Immediate Implant placement with Allograft Bone and Guided Tissue Regeneration
This 56 year old lady was referred to me by a colleague to manage what seems to be a vertical root fracture on the first upper right Premolar. The patient complaints were pain when chewing and occlusal contact. Clinical tests showed deep probing (12mm) on the facial aspect, mobility typical with a root fracture and pain to percussion. The history of the tooth revealed an endodontic treatment and crown done over 15 years ago.
The radiological exam revealed radioluscency on the mesial aspect and large cylinder shape post in the buccal canal. Most probable diagnosis: a vertical root fracture with a poor to hopeless prognosis. To be determined upon surgical entry.

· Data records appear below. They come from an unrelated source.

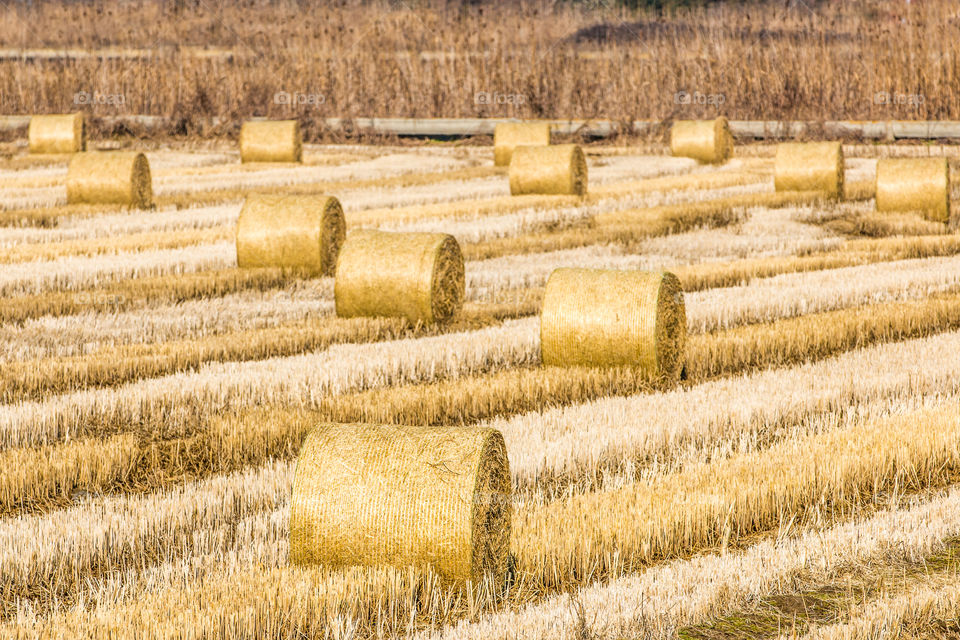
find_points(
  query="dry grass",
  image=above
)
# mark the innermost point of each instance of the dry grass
(768, 61)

Medical history: within normal limits and determined at ASA1.
Surgical exploration confirms severe vertical buccal root fracture to apex (hopeless prognosis)

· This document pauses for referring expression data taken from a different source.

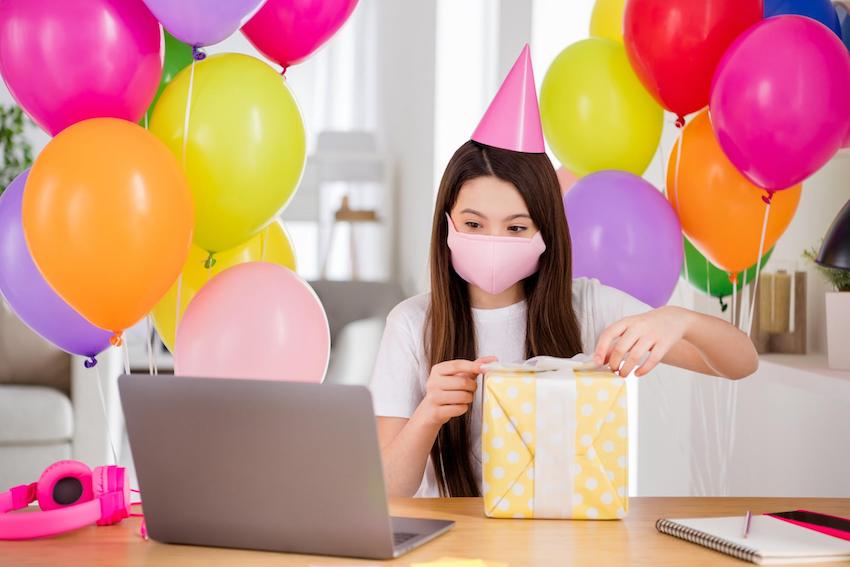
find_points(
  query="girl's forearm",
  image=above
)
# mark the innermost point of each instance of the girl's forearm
(406, 456)
(725, 349)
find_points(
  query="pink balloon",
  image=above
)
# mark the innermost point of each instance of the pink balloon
(289, 31)
(254, 320)
(566, 179)
(780, 100)
(70, 60)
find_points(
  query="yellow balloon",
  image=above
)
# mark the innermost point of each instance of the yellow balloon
(245, 149)
(271, 245)
(596, 114)
(607, 19)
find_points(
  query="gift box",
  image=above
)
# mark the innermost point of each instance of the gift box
(554, 440)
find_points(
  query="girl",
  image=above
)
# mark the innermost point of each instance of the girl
(501, 288)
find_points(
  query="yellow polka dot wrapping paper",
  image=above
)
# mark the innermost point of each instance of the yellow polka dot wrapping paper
(554, 441)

Note: heavy granulation tissue
Tooth removed, granulation tissue cleaned and periosteum properly elevated.
Socket cleaned to healthy bone.
Implant (and cover screw) is placed with good initial stability that is obtained by engaging the palatal bone.
a) Connective tissue pediculed graft is prepared for primary occlusal coverage
b) Graft attached to palatal flap for increased vascularisation
Allograft mineralized bone insertion directly over implant. I did not use a menbrane over the bone graft since the periosteum was intact.

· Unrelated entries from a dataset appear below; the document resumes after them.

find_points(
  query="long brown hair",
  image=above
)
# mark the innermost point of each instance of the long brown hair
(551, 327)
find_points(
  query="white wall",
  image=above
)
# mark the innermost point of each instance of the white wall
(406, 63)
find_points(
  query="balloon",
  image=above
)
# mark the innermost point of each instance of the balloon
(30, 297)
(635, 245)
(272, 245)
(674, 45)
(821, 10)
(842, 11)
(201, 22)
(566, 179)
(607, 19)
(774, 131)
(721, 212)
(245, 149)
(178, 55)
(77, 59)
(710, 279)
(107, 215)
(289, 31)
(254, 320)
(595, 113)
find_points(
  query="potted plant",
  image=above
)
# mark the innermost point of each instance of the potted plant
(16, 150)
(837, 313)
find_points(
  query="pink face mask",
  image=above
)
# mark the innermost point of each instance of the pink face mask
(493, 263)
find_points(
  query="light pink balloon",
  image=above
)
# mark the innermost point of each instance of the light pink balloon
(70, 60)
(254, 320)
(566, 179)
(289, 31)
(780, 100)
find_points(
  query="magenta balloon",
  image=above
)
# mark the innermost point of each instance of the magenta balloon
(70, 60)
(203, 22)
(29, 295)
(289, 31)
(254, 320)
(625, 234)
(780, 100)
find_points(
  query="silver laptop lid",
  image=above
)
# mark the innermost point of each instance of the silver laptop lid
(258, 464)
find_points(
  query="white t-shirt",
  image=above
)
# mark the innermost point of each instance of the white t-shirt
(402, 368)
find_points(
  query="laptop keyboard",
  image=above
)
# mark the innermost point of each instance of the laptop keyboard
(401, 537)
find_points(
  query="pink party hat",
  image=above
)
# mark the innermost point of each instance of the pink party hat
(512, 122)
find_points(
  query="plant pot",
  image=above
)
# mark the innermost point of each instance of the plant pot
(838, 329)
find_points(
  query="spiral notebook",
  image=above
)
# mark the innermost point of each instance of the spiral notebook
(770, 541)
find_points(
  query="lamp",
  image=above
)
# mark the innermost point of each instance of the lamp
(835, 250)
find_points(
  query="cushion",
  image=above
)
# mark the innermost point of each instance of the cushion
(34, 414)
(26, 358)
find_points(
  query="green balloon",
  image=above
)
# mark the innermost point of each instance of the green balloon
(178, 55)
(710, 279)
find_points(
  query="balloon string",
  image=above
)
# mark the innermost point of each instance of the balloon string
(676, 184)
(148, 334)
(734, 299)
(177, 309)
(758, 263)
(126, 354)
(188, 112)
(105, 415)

If the periosteum was compromised, then I would have laid a resorbable membrane over the bone graft.
Connective tissue for complete primary closure.
You can substitute the connective tissue graft by using a non-resobable membrane that would be removed 4 weeks after the surgery
Complete bone regeneration after 4 months
Notice bone regeneration distal 13
4 month post-op at second stage re-entry, note successful buccal wall reconstruction. Also note reconstruction on distal and buccal wall on the canine.
Are these results Reproducible? In the 10 years or so that I have been applying this technique I have found that the results have been extremely favourable. In order to achieve predictable results, some variables must be well controlled. Bone graft stability, primary stable closure, and tension free suturing are essential for success. Complete removal of any infected soft or hard tissue is also imperative.